I had a pt a few weeks ago with sugars 350+. Called the doc, as I was completely confused...he had abruptly d/c'd her insulin orders that day, including her 40 units of Lantus BID.

His response: "Quit checking her sugars, she's going home on hospice in the morning." Me: "Can I change her from a full code to comfort measures then?" Him: "No, she wants to be a full code." Me: "I am completely confused by this situation, but I will write an order to not treat glucose abnormals so that it is documented why I did not follow up on the high sugar." Him: "That's not necessary." Me: "Yes it is, you are giving me an order to not treat and it will be documented."

Made me want to reach through the phone and beat him with the glucometer.
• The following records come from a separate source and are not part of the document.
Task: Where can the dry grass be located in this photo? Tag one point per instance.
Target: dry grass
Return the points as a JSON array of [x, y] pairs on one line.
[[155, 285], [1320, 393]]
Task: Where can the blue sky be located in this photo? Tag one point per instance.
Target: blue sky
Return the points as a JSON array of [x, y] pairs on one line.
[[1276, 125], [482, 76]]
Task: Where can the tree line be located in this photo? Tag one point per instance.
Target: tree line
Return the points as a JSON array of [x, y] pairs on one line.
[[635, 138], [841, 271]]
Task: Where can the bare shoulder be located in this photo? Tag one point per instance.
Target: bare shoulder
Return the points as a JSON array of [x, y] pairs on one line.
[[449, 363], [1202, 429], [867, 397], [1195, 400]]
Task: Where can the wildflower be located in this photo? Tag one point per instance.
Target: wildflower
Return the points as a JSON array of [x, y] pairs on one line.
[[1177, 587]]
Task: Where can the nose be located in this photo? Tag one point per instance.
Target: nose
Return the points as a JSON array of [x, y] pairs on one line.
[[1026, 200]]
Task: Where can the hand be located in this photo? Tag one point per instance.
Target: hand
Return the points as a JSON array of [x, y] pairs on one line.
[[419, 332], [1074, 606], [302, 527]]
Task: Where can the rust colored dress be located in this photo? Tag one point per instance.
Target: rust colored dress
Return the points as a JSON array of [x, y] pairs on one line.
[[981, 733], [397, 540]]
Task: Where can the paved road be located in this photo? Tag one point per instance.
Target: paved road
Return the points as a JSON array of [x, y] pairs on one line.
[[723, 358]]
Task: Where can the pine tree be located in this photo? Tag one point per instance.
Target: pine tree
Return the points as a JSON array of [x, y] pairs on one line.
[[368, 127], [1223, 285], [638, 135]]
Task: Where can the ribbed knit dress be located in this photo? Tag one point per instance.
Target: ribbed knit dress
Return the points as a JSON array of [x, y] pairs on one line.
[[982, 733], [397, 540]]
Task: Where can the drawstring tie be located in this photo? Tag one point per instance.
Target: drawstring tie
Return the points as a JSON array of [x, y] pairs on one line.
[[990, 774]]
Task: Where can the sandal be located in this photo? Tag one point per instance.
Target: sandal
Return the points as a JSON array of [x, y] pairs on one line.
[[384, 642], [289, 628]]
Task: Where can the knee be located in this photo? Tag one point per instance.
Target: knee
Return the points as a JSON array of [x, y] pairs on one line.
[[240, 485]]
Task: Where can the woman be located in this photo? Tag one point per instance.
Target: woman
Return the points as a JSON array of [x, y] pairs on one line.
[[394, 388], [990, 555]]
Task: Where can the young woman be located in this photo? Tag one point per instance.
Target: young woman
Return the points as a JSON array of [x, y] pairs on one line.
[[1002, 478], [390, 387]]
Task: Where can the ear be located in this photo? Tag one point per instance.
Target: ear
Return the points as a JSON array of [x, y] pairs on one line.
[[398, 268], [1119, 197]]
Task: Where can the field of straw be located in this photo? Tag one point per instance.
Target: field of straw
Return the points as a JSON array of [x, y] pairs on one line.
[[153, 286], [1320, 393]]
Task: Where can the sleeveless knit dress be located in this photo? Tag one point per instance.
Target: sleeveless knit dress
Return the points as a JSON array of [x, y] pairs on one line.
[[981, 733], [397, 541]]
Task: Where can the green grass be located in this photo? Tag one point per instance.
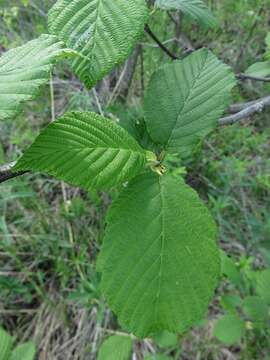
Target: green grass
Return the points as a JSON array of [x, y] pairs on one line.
[[50, 233]]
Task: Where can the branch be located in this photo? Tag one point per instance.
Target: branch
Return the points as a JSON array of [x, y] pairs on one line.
[[159, 43], [247, 111], [7, 174], [242, 112], [252, 77]]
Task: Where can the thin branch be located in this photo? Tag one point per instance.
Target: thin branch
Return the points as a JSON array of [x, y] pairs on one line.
[[244, 112], [159, 43], [247, 112], [251, 77], [241, 106], [7, 174]]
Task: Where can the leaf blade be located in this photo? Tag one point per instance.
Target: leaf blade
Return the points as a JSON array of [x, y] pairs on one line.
[[116, 347], [24, 70], [185, 99], [197, 9], [140, 280], [104, 32], [85, 149]]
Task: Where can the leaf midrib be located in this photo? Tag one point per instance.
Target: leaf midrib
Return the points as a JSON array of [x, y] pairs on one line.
[[186, 100]]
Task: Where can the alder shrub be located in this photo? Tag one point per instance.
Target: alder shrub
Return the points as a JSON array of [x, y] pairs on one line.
[[159, 260]]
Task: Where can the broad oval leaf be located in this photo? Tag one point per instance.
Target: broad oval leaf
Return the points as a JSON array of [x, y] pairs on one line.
[[116, 347], [197, 9], [24, 70], [185, 99], [103, 31], [86, 150], [159, 259]]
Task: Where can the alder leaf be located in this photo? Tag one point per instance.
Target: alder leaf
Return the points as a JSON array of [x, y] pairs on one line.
[[86, 150], [159, 259], [197, 9], [25, 69], [104, 32], [116, 347], [185, 99]]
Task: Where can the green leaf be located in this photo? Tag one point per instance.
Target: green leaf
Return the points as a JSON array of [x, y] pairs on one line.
[[5, 345], [165, 339], [24, 70], [261, 69], [197, 9], [85, 149], [255, 308], [159, 258], [229, 329], [104, 32], [24, 351], [116, 348], [185, 99], [263, 285]]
I don't know the full details of the case, but sounds like yet another doctor who mistakes "hospice" for "give up on doing a thing". What on earth could make him associate COMFORT measures with keeping the pt hypergycemic? What's "comfortable" about that?

To the OP: One of the things my nurse manager said was to take advantage of any changes in condition that could be justified as emergent. So, your lady has a knot on hip, doctor said not to send out. An hour later you send her..."You said not to send her for knot on hip but you didn't say what to do if there was also a FEVER. It seemed like more of an emergency so I just sent her out."

What do y'all think? Is this a plausible (and defensible) use of nursing judgment in LTC?

Specializes in Home Health/Hospice.

yeah I've had that issue, first if my House Doc is around I will call him. If he's not then I would call my DON, and she would most likely give the okay to send out. In my facility I cannot send out without a doc's order, however, I have had two occassions where I did send out without doc's order, one was when a lady fell cracked her head open and needed stitches, another was when a shunt basically popped open squirting blood like crazy didn't have time to call the docs on that, so I just called after I sent out and left them a message.

But again I would go call your DON or whoever is on call if you feel the doc didn't do what s/he was supposed to do.

Michelle

Specializes in Home Health/Hospice.

Also if a doc does not give orders despite you insisting that it's necessary I document, if they hang up on me I document exactly what the doctor said and that he promptly hung up the phone, then I think of ways to call that same doc back for stupid things.......

Michelle

Specializes in LTC/Skilled Care/Rehab.

If I think a patient needs to go to the ER I will tell the doctor. They have agreed with me every time. In some emergency situations we call 911 and let the doctor know about it later. If a doctor doesn't call back in a timely manner or we don't agree with orders (or lack of orders) we call the medical director.